SIMPLi: Do you believe that food plays a unique role in preserving cultural traditions, and if so, how?
Daniella: Absolutely, food plays an integral and unique role in preserving cultural traditions in the Caribbean and beyond.
Traditional recipes and cooking techniques are often passed down through generations. They serve as culinary time capsules, preserving the flavors, ingredients, and methods that define a particular culture's history and heritage. When we cook and enjoy these dishes, we connect with our ancestors and keep their traditions alive.
Many Caribbean dishes are rooted in historical events and the influences of various cultures, such as African, Indigenous, European, and Asian. For example, dishes like Jerk Chicken in Jamaica or Roti in Trinidad and Tobago tell stories of migration, colonization, and cultural exchange. By continuing to prepare and savor these dishes, we honor the complex history of the Caribbean.

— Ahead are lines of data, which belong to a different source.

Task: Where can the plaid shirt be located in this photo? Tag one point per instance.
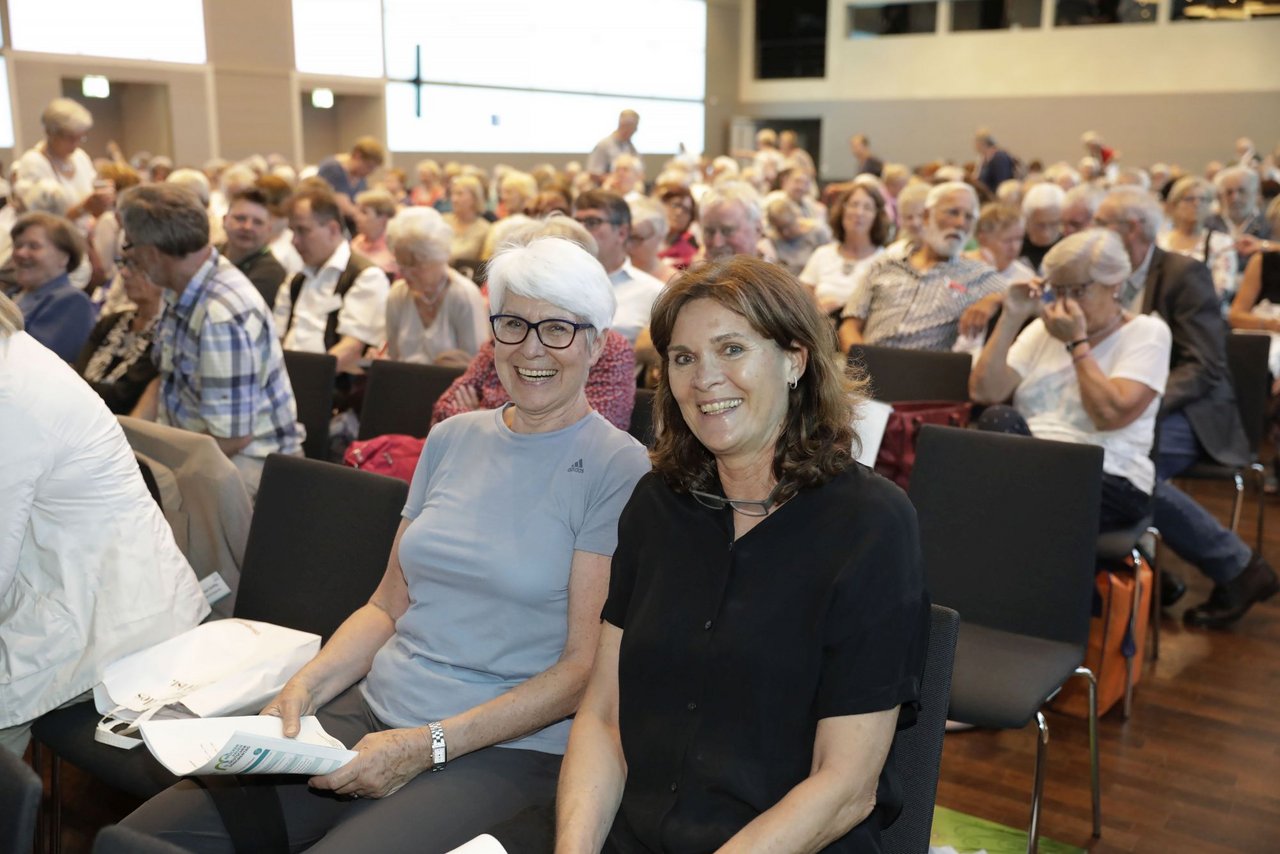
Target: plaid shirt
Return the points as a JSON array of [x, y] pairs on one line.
[[222, 369], [913, 310]]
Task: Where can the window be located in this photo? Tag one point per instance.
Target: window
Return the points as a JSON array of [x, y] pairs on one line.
[[1077, 13], [547, 77], [167, 31], [995, 14], [871, 19], [341, 37]]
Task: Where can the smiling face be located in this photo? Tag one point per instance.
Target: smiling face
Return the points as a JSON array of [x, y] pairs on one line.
[[949, 224], [36, 260], [730, 382], [547, 386]]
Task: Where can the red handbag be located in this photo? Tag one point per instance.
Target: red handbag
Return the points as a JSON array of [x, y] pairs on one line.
[[392, 455], [896, 456]]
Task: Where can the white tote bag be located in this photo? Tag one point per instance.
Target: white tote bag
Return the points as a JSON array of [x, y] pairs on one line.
[[216, 668]]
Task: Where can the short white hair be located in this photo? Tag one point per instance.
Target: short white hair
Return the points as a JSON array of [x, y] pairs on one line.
[[647, 210], [730, 192], [192, 179], [1043, 196], [45, 195], [949, 187], [64, 115], [1251, 178], [1138, 205], [421, 233], [1092, 255], [554, 270]]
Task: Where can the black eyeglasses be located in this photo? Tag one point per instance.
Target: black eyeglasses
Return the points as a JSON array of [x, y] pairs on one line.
[[739, 505], [553, 332]]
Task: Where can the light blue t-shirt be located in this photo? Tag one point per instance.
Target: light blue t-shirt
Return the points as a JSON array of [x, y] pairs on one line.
[[496, 517]]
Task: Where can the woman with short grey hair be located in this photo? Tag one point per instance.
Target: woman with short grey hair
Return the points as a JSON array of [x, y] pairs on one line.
[[434, 314], [1189, 205], [1086, 370], [59, 158], [474, 651]]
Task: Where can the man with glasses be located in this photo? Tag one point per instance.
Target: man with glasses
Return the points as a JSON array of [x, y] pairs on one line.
[[1198, 416], [929, 297], [222, 369], [608, 218]]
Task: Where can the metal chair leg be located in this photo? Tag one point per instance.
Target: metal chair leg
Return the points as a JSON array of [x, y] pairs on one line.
[[1038, 785], [1096, 780], [1238, 505], [1260, 476]]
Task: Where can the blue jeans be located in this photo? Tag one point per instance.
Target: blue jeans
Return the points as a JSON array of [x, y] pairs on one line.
[[1187, 528]]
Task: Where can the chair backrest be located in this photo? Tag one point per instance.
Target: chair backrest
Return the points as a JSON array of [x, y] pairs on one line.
[[319, 543], [312, 378], [400, 396], [19, 800], [913, 374], [641, 418], [114, 839], [1009, 526], [1247, 360], [918, 748]]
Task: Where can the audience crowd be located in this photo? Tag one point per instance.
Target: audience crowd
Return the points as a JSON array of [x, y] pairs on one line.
[[1096, 298]]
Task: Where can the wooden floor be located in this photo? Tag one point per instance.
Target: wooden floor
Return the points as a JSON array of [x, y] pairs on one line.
[[1196, 768]]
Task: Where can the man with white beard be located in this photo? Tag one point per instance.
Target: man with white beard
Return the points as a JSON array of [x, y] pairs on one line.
[[924, 300]]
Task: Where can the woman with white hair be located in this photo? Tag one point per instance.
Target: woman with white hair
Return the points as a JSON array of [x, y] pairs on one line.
[[1189, 205], [1086, 370], [1042, 208], [434, 314], [466, 200], [59, 158], [649, 227], [456, 684]]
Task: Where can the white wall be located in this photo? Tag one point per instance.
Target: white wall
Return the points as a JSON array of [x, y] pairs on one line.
[[1156, 91]]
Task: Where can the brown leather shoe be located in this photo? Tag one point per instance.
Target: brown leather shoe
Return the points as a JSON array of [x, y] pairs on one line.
[[1230, 601]]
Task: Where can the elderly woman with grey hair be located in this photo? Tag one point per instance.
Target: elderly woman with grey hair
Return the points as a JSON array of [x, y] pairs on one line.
[[59, 158], [434, 314], [456, 684], [1189, 204], [1086, 370]]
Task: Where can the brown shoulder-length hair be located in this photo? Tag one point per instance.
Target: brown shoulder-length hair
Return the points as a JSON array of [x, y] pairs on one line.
[[881, 229], [817, 435]]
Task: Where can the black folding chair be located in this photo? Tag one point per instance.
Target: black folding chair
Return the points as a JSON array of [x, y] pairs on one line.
[[918, 748], [316, 549], [400, 396], [312, 378], [1247, 360], [19, 802], [1009, 529], [913, 374]]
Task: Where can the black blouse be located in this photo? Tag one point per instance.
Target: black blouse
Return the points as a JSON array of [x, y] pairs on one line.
[[734, 651]]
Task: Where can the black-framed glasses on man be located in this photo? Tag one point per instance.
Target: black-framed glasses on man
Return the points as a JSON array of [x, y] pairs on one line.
[[739, 505], [553, 332]]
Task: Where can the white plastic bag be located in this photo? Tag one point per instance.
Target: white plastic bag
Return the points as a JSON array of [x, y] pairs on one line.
[[218, 668]]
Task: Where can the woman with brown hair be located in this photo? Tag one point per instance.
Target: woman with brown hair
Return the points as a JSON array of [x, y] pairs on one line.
[[766, 622]]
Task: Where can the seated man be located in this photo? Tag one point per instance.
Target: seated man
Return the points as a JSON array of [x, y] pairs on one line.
[[607, 218], [222, 370], [1198, 416], [924, 300], [348, 173], [248, 232], [338, 302]]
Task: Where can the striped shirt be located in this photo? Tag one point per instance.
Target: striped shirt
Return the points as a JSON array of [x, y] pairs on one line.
[[913, 310], [222, 369]]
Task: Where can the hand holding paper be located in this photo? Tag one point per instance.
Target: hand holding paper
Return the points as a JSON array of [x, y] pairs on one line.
[[222, 745]]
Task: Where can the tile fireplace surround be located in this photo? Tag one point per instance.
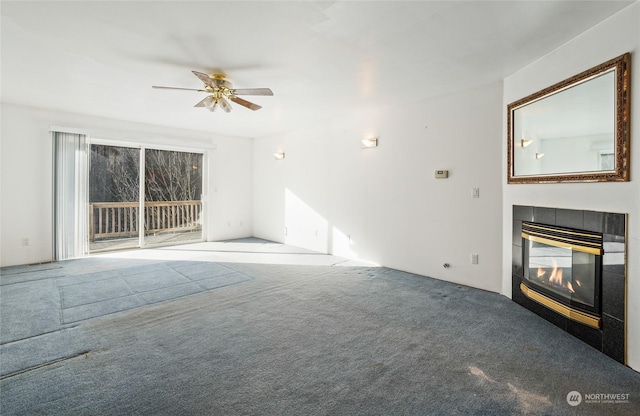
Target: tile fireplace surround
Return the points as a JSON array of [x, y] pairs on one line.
[[610, 338]]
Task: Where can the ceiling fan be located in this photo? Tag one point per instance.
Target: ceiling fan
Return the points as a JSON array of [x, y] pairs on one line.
[[222, 92]]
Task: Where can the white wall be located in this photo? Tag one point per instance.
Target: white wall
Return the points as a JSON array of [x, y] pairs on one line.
[[26, 204], [384, 204], [615, 36]]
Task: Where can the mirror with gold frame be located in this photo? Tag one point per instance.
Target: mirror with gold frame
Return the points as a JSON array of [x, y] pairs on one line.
[[574, 131]]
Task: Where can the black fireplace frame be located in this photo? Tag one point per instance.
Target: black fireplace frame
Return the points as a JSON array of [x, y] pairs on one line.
[[609, 337]]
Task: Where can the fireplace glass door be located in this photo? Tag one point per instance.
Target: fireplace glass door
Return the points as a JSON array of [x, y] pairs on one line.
[[559, 265], [566, 273]]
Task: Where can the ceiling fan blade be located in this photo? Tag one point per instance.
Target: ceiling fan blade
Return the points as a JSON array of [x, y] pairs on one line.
[[253, 91], [205, 78], [204, 101], [177, 88], [245, 103]]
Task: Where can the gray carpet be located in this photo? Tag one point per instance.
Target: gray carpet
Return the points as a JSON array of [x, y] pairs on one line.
[[108, 336]]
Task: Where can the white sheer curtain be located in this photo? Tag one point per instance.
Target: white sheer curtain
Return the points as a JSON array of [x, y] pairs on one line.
[[71, 195]]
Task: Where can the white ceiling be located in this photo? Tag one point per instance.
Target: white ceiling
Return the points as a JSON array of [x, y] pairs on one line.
[[322, 59]]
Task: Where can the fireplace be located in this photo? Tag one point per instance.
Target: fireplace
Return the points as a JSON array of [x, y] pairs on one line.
[[569, 267], [562, 269]]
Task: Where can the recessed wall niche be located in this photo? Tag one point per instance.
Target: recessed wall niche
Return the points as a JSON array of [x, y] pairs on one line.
[[609, 334]]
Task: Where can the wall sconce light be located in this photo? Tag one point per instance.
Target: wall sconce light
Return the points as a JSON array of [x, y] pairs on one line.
[[373, 142]]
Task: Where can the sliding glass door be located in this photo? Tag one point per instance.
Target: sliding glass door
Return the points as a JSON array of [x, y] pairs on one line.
[[114, 198], [172, 196], [143, 197]]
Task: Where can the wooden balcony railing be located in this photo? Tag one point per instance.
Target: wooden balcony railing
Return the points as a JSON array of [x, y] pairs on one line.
[[122, 219]]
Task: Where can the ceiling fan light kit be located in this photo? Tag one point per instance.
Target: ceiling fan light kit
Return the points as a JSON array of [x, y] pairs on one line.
[[222, 92]]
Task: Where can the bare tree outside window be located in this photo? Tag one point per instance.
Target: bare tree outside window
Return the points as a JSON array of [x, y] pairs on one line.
[[172, 176], [172, 193]]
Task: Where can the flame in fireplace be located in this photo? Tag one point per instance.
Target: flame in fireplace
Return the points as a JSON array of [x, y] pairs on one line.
[[555, 277]]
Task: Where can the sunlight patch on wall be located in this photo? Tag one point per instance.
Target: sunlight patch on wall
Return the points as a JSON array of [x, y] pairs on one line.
[[304, 227]]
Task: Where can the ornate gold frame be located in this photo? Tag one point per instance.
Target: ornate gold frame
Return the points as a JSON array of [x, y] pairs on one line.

Food is a powerful vessel for preserving cultural traditions in the Caribbean. It carries the history, flavors, and stories of our diverse region, allowing us to celebrate our heritage and share it with the world.
SIMPLi: Food plays a significant role in celebrations for many cultures. Is there a particular recipe that reminds you of home or a cherished family tradition?
Pastelitos de Picadillo
1 cup of Sofrito (bell peppers, tomato, onions, garlic, cilantro)
1/2 pound ground beef
1/4 cup cream sherry wine
1/4 cup dried raisins
1/4 cup chopped manzanilla olives
salt and pepper to taste
2 puff pastry sheets
1 egg (egg wash)
1/4 cup white sugar
1/4 cup hot water
Cook all ingredients on medium to high heat to make filling. This should be similar in texture to a bolognese sauce.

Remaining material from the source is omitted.